Il continuait de surveiller autour de lui, quand une voix s'éleva soudain dans son dos :
- Wales ? Qu’est-ce que tu fais ici ? A qui parles-tu ?
Le gallois frôla la crise cardiaque ; il sursauta, et se tourna aussitôt vers l'entrée sur le toit, d'où semblait provenir la voix...Ah, ça va, c'était Monaco !...Monaco ? MONACO ?
Comme pour confirmer ses pires craintes, son dragon écarquilla les yeux et laissa échapper un affreux bruit appréciatif ressemblant fort à un « Woah woah woah, salut toi~ »
...Bon dieu. C'était une chance que Monaco ne puisse ni voir ni entendre les créatures magiques.
Pris de panique par la réaction de Llawwy', il fit ce qu'il-y-avait de mieux à faire : il frappa la mâchoire du bougre avec ses grimoires. C'était nécessaire pour ses pauvres oreilles.
C'est alors il se souvint qu'il n'était plus seul...Et surtout qu'il devait avoir l'air d'un sacré illuminé, à frapper dans le vide avec ses livres.
Il s'empressa de répondre à Monaco en agissant de la manière la plus détendue possible :
- H-heeey, Monaco ! Quelle bonne surprise ! Hm ? Ce que je fais ici ? Je...Euh...
Il ne put empêcher d'étendre ses lèvres en un sourire satisfait en entendant les manuscrits heurter lourdement la mâchoire de la bestiole. Par contre, il était un petit peu dans la mouise...Il fallait trouver une excuse, et vite...

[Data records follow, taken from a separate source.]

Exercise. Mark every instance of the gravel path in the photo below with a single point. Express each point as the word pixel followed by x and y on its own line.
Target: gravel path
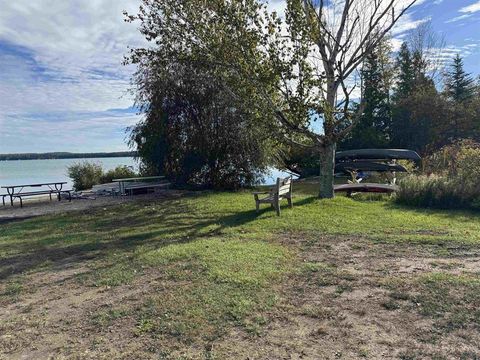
pixel 42 206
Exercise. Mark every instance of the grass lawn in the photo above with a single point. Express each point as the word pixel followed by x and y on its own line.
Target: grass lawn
pixel 205 277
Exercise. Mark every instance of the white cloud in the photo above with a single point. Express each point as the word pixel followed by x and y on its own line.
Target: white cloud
pixel 467 11
pixel 471 8
pixel 65 56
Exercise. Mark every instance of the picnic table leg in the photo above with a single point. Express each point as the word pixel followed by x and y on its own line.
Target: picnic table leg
pixel 10 193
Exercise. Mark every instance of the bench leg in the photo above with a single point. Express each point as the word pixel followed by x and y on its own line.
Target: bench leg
pixel 290 205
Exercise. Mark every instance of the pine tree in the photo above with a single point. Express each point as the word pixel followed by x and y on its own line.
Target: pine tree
pixel 406 77
pixel 372 128
pixel 459 85
pixel 412 123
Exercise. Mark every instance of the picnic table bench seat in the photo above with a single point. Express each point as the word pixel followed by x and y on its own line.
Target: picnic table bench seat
pixel 43 192
pixel 140 186
pixel 47 188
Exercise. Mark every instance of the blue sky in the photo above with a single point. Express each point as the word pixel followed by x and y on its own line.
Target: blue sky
pixel 63 88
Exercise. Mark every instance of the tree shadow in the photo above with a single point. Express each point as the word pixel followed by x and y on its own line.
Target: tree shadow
pixel 178 224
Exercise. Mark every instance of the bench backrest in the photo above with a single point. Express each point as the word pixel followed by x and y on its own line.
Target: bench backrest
pixel 284 186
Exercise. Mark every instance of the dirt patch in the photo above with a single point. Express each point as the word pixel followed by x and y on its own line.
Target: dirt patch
pixel 340 306
pixel 43 206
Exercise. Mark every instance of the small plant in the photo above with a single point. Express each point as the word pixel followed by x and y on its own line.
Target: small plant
pixel 454 184
pixel 85 174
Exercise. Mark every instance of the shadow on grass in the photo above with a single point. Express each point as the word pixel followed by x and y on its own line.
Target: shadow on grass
pixel 105 233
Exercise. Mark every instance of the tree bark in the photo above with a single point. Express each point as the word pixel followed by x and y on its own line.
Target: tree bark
pixel 327 168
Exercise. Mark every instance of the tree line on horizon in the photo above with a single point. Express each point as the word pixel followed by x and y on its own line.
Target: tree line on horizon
pixel 65 155
pixel 229 89
pixel 409 105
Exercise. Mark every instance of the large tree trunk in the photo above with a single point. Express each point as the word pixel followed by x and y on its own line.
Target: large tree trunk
pixel 327 168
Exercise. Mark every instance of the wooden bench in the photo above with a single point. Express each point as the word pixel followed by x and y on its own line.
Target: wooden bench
pixel 43 192
pixel 282 190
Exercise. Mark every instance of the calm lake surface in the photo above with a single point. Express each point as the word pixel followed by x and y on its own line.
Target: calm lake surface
pixel 18 172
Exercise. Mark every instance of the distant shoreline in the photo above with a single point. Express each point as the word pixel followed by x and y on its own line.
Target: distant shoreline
pixel 65 155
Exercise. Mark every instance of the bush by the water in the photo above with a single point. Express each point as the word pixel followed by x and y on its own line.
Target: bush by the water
pixel 453 182
pixel 86 174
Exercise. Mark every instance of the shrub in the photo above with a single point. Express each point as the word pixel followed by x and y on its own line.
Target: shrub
pixel 455 184
pixel 119 172
pixel 85 174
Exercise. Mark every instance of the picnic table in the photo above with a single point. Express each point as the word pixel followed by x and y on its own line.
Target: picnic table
pixel 145 182
pixel 48 188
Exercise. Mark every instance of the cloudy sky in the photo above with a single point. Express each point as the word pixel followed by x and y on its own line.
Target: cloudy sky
pixel 63 88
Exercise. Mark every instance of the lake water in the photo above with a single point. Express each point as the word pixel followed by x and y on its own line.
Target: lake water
pixel 18 172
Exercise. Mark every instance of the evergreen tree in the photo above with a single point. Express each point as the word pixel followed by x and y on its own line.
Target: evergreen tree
pixel 459 85
pixel 413 122
pixel 372 128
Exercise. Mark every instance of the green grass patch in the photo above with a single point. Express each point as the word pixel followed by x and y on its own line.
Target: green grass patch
pixel 222 282
pixel 221 259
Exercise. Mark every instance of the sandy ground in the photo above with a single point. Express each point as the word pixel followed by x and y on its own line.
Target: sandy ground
pixel 312 321
pixel 43 206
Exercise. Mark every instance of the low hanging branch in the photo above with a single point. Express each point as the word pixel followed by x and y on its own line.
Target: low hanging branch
pixel 294 67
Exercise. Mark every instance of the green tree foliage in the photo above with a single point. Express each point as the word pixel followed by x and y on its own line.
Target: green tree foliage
pixel 461 120
pixel 372 129
pixel 195 132
pixel 287 69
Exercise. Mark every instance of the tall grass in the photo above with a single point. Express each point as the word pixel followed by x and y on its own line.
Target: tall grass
pixel 86 174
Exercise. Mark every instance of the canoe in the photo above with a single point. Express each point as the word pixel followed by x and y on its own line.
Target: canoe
pixel 366 187
pixel 349 166
pixel 377 154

Il réflechit : qu'est-ce qu'une personne censée pouvait bien faire à minuit sur le toit de l'académie ?...A part Islande le nerd qui serait capable de se lever nourrir ses seuls amis les poissons à quatre heures du mat', il ne voyait pas d'autres élèves capable de faire ça...
- Je...
Ah, une idée ! Il montra à la Monégasque les deux bouquets, l'un composé de fleurs jaunes, et l'autre de cresson violacée, un grand sourire légèrement tremblant planté sur son visage :
- Je cueille des fleurs ! Le soir, c'est bien mieux, il ne fait pas chaud ! Il-y-a un petit air frais, c'est agréable !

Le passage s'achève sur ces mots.